Erma Bombeck wrote, "I’ve heard the chimes ring, too. I remember a Christmas when one of my sons brought me a piece of tattered construction paper on which he had tried to draw a picture of praying hands, & underneath the picture he had written, ’O Come, Holy Spit.’"

"When I saw that," she said, "I heard the chimes ring & I knew that a very special gift had been given."

"On another Christmas I received a shoebox all clumsily wrapped. When I opened it, I found two baseball cards & a piece of gum. Again I heard the chimes ring."

"And I heard the chimes ring the time when the kids got together & cleaned the garage & gave that as their Christmas present to me."

"Those days are long gone," she remembered, "days when we fashioned lace doilies into snow flakes, & pipe cleaners into Christmas trees. When we took empty spools & used them for candleholders. Those days are long gone."

"I remember little feet coming down the stairs with a hand-made gift all wrapped up in $2.00 worth of wrapping paper to put underneath the Christmas tree. Those little feet now wear panty hose & fashion boots."

"Little hands that used to break the piggy bank to get 59 cents to buy a Christmas gift, now hold credit cards that are good in any store in town."

"We’ll have a good Christmas this year," she said. "We’ll eat too much.
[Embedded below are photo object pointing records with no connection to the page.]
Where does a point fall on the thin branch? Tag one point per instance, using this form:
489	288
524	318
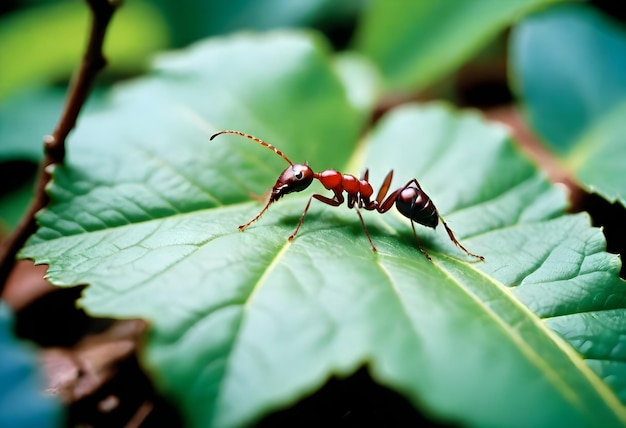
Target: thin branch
54	144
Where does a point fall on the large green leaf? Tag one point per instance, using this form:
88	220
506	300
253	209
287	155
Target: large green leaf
569	64
416	43
146	213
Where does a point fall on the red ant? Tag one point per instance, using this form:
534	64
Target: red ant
410	199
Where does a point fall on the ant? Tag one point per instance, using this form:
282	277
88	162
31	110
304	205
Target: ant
410	199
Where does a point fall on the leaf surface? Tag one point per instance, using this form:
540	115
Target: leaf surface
569	63
416	43
146	213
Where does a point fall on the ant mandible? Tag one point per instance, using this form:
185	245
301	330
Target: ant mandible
410	199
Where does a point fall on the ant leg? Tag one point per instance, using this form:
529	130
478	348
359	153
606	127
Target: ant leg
418	242
244	226
367	233
457	243
321	198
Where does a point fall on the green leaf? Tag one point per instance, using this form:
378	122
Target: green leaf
190	20
44	44
416	43
569	64
146	213
21	400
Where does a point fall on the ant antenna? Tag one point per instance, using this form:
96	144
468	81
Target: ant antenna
255	139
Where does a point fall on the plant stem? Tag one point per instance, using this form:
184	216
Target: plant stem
54	144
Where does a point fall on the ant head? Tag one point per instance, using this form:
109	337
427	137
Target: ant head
295	178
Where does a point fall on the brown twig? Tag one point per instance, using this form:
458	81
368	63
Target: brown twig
54	144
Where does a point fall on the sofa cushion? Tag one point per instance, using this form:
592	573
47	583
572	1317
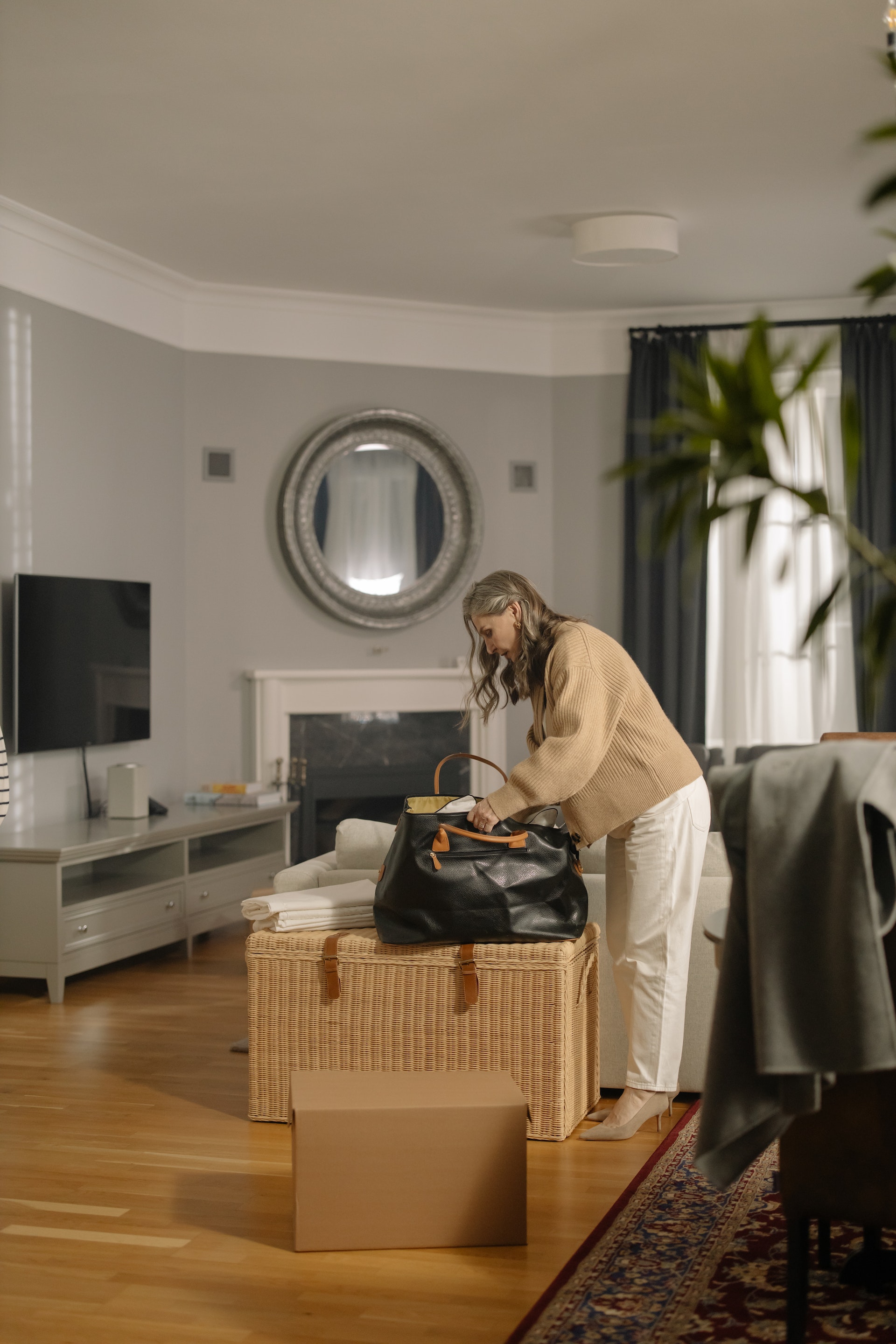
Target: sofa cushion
301	877
336	877
362	845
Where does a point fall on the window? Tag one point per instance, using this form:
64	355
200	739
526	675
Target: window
762	687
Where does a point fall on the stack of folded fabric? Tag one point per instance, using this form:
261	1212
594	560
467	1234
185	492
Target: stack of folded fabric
347	906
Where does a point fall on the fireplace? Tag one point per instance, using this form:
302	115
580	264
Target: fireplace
363	764
367	738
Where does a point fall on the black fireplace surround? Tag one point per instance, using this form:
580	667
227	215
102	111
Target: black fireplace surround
364	765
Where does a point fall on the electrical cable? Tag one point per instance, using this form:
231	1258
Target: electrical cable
84	763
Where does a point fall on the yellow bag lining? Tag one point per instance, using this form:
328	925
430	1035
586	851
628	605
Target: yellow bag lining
430	804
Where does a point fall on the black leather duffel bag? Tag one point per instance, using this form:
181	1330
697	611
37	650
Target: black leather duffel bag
445	882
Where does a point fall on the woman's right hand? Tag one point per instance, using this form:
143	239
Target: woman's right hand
483	816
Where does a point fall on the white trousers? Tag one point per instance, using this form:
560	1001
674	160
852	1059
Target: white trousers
652	891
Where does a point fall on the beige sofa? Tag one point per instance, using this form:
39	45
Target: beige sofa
360	848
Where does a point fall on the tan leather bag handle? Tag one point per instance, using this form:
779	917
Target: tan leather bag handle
464	756
514	842
441	843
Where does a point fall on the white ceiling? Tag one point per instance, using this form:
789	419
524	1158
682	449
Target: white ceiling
437	150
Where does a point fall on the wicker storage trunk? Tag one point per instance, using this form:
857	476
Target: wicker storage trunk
402	1008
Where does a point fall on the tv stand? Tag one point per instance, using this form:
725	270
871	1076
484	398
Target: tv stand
86	893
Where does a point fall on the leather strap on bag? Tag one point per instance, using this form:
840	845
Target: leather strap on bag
514	842
469	975
464	756
331	966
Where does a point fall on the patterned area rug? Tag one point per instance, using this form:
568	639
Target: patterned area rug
678	1260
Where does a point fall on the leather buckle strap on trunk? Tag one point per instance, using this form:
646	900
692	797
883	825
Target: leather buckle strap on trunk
462	756
331	966
469	975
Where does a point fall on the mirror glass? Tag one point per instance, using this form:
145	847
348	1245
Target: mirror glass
379	519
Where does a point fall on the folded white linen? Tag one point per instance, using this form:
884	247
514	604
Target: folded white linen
460	804
320	900
299	921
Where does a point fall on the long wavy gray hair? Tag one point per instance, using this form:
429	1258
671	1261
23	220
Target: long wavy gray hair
492	596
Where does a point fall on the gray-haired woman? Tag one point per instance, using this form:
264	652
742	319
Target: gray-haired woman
601	746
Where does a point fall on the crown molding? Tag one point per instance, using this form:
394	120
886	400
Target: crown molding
49	260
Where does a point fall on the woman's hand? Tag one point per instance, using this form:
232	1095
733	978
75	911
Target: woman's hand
483	818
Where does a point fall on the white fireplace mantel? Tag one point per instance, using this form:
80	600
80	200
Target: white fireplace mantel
277	695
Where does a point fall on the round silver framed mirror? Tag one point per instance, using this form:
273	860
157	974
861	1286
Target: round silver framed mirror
381	519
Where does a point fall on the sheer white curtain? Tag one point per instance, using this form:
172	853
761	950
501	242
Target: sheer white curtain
371	521
761	685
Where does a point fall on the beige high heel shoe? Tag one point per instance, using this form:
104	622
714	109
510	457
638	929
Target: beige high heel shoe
602	1112
610	1134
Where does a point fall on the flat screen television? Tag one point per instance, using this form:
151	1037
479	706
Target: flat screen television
81	658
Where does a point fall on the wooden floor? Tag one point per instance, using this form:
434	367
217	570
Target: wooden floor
139	1206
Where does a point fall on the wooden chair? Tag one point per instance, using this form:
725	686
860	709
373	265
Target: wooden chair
840	1164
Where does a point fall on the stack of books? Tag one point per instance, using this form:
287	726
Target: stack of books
234	796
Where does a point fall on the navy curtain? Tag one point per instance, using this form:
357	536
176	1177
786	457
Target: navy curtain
868	354
664	612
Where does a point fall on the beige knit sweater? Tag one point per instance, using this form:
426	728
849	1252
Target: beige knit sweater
610	752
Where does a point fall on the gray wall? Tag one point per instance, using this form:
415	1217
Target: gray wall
244	610
589	429
92	486
119	425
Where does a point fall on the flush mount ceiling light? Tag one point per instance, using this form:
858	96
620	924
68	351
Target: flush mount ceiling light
625	240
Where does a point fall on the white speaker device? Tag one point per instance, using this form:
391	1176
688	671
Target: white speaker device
128	793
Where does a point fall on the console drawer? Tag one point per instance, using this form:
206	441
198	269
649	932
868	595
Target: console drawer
124	914
209	889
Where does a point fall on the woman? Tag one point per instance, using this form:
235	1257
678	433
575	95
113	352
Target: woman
602	748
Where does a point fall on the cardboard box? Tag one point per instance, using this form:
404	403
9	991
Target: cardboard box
401	1160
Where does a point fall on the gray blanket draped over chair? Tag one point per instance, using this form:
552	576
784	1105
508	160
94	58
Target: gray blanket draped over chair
804	992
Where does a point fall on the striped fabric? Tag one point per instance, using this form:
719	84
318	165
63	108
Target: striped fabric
5	778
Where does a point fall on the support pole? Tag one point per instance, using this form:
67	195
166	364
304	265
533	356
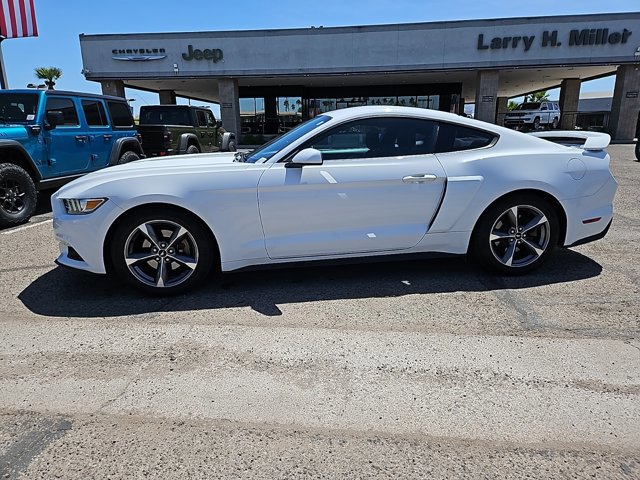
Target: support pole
3	74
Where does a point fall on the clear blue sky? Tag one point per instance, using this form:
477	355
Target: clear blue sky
60	22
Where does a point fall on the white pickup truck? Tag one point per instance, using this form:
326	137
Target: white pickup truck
533	115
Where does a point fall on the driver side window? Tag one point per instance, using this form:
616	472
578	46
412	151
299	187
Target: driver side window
376	138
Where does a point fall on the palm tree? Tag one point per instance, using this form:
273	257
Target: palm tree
49	75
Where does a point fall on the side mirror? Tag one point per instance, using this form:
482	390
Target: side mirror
308	156
54	118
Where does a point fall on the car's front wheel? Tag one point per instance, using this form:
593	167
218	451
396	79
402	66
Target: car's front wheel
162	251
515	235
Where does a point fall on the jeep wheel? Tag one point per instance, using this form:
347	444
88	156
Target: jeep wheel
18	196
128	157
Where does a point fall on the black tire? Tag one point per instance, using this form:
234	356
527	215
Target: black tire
190	256
18	195
536	123
508	247
127	157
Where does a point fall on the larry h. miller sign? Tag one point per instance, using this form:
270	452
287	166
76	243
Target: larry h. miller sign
551	38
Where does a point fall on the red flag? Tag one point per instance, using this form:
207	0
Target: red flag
18	19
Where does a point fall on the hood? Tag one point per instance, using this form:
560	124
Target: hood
150	169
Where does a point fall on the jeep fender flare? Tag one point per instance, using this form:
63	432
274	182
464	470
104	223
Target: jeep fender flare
19	156
226	138
122	145
185	140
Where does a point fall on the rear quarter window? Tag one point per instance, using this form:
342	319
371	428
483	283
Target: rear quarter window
456	138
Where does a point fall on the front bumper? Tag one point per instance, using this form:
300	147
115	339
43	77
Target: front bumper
81	237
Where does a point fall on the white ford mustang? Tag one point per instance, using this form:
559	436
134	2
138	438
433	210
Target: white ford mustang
359	182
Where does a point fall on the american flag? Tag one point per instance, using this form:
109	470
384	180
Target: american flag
17	19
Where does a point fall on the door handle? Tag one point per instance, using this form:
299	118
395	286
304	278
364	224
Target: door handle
419	178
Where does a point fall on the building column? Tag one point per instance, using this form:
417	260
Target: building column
486	95
230	105
271	120
569	96
113	87
502	102
461	107
625	104
167	97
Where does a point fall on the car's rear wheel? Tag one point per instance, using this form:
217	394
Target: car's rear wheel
162	252
516	234
18	195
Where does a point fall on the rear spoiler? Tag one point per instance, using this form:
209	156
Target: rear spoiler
579	138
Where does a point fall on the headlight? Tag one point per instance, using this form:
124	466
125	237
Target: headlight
82	206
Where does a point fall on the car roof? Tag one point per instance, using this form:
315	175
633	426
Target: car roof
374	110
64	93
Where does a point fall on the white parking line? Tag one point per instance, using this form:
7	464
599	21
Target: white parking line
8	232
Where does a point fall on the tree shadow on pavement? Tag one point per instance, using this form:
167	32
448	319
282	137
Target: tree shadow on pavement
67	293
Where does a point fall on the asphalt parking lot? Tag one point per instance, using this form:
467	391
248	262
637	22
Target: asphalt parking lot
414	369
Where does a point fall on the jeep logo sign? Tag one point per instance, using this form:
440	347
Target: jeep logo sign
214	54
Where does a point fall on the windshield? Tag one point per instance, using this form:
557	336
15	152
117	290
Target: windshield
269	149
18	107
529	106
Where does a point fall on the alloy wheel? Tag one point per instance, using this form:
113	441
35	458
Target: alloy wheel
519	236
161	253
12	196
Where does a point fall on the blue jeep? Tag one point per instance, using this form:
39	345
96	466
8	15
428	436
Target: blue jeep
48	138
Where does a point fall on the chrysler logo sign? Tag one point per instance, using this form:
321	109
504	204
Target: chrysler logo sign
138	54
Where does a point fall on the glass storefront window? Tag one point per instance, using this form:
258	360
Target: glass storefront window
289	113
252	115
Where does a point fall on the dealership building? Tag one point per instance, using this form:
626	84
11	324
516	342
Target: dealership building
266	81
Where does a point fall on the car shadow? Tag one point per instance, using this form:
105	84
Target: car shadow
67	293
44	202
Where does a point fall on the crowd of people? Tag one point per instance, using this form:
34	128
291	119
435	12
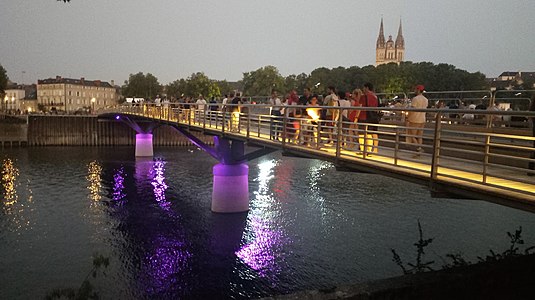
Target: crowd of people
309	120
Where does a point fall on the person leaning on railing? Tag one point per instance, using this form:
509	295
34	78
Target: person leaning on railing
416	120
354	116
313	115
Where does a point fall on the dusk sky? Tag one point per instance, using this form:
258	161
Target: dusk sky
110	39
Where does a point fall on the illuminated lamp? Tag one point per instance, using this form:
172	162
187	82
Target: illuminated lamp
144	145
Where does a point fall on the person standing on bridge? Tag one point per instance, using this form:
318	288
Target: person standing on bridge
368	99
276	106
416	120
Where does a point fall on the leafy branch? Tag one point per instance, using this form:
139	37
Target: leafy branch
86	289
419	266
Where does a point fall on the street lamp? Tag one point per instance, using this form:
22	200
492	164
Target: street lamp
93	100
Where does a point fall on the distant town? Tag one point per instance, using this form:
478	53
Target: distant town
85	96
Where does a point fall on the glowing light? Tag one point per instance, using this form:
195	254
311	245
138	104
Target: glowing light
14	210
313	112
262	252
118	185
94	171
9	176
163	263
158	183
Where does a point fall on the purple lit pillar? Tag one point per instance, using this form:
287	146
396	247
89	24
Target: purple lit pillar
144	145
230	192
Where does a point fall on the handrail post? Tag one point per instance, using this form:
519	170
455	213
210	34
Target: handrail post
259	124
248	121
436	148
318	134
396	147
204	118
224	114
284	123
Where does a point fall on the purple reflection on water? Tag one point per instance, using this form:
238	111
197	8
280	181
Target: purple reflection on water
265	249
158	183
118	185
165	265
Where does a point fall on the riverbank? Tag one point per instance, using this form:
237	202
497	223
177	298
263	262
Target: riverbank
51	130
512	278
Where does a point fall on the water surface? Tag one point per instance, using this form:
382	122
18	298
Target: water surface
309	225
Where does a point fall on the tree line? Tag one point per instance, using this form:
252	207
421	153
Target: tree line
389	79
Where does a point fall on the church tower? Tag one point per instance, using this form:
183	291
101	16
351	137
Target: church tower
389	51
400	45
380	48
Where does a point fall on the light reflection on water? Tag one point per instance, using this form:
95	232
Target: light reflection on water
94	171
118	193
308	225
264	240
17	212
9	176
158	183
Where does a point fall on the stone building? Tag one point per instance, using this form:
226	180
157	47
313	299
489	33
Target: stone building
75	95
388	51
20	98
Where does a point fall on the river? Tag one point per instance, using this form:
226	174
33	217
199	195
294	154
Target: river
309	226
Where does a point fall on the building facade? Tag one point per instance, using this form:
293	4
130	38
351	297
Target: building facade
72	95
20	98
389	51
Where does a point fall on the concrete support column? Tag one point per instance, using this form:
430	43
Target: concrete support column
144	145
230	192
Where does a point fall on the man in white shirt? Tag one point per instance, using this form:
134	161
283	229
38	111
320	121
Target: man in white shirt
416	120
275	124
201	104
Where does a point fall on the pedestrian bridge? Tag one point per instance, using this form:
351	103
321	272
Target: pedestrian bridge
477	158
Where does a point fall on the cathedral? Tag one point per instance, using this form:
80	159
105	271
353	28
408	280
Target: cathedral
389	51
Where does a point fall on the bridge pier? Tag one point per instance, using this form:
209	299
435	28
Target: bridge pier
144	146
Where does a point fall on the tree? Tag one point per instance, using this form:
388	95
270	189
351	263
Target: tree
263	81
224	87
176	88
140	85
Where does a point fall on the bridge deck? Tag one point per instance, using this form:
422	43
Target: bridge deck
470	164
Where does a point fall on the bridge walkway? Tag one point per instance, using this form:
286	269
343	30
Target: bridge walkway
472	164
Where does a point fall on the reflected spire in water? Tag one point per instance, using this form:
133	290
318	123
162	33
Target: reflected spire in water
94	173
10	173
263	245
17	212
118	185
158	183
265	248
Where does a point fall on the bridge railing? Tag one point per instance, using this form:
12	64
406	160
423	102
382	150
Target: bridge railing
480	148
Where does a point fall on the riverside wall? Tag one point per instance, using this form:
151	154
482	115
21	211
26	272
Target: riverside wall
83	131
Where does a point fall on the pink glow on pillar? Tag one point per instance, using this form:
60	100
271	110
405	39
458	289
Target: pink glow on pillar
144	144
230	192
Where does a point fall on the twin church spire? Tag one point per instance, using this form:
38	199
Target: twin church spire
388	51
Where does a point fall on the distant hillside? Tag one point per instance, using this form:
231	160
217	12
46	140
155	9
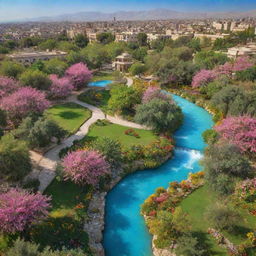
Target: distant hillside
156	14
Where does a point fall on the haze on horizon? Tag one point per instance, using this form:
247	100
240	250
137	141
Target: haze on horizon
13	10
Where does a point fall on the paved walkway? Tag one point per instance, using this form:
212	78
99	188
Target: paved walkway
48	162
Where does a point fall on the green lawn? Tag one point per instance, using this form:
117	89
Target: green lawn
70	116
196	205
97	98
64	227
115	131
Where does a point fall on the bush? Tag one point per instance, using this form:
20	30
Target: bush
223	217
24	102
14	158
210	136
162	116
187	245
85	167
36	79
109	148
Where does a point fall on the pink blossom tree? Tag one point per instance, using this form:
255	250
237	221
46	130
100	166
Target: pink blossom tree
153	92
7	86
24	101
85	167
19	209
60	87
240	131
203	77
79	74
241	64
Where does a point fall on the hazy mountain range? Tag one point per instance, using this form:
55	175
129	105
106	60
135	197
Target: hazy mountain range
157	14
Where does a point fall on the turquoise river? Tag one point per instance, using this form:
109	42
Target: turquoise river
125	231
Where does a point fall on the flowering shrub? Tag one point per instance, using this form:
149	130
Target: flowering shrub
60	87
203	77
240	131
19	209
7	86
170	198
24	101
85	167
79	74
131	132
153	92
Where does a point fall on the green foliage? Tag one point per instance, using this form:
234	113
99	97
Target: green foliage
22	248
14	158
43	131
188	245
105	37
11	69
110	148
162	116
123	99
137	69
210	136
81	40
36	79
210	59
55	66
222	217
234	100
3	120
223	165
247	75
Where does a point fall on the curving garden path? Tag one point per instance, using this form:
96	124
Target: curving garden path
48	162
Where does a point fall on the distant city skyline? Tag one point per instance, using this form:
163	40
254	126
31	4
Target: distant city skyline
12	10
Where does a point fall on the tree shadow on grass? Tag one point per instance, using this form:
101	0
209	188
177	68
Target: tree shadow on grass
69	115
206	244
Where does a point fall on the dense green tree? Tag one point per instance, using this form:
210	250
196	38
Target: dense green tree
160	115
105	37
189	245
225	159
55	66
81	40
123	99
210	59
137	69
11	69
222	217
110	148
14	158
36	79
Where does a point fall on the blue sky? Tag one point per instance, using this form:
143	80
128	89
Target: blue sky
19	9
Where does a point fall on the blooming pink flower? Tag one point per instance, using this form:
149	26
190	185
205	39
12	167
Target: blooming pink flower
7	86
79	75
204	77
85	167
60	87
24	101
240	131
19	209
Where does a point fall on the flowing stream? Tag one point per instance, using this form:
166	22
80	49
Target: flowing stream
125	231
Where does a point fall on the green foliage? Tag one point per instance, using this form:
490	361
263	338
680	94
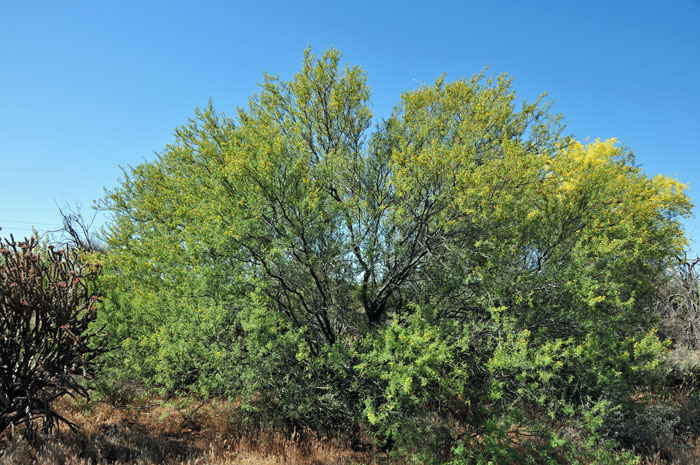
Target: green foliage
462	282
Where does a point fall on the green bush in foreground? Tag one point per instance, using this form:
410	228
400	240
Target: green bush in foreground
462	282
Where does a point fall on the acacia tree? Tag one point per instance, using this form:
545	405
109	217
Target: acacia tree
437	277
47	305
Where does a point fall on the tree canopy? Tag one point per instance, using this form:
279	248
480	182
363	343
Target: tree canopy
430	278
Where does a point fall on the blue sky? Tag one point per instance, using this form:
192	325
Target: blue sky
88	86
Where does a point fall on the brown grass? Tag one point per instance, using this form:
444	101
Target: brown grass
157	433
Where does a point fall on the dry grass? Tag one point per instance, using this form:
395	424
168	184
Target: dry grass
161	434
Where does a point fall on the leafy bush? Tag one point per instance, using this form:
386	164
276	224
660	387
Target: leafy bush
47	305
449	283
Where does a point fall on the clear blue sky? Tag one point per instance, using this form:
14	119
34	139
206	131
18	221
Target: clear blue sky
88	86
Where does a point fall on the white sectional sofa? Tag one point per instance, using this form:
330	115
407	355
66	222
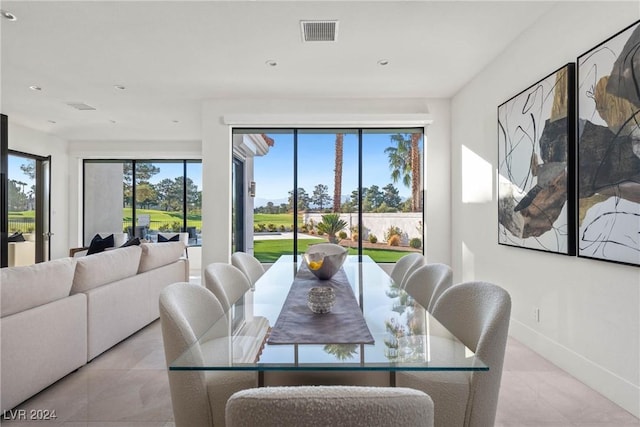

We’ll mess up the living room & throw the warranties in the fire by mistake. We’ll put bows on the dog’s tail. We’ll take bites out of cookies & put them back in the plate. We’ll listen to Christmas songs, & have a good Christmas."

"But, Lord, what I wouldn’t give to bend over just one more time & receive some toothpicks held together by library paste & to hear the chimes ring - just one more time."

Have the Merriest Christmas season ever. And hey, why not live it out all year long... except for the frantic pace though.

1 comments:

Angela Mills December 10, 2009 at 1:21 PM  

Thanks for sharing this...made me cry!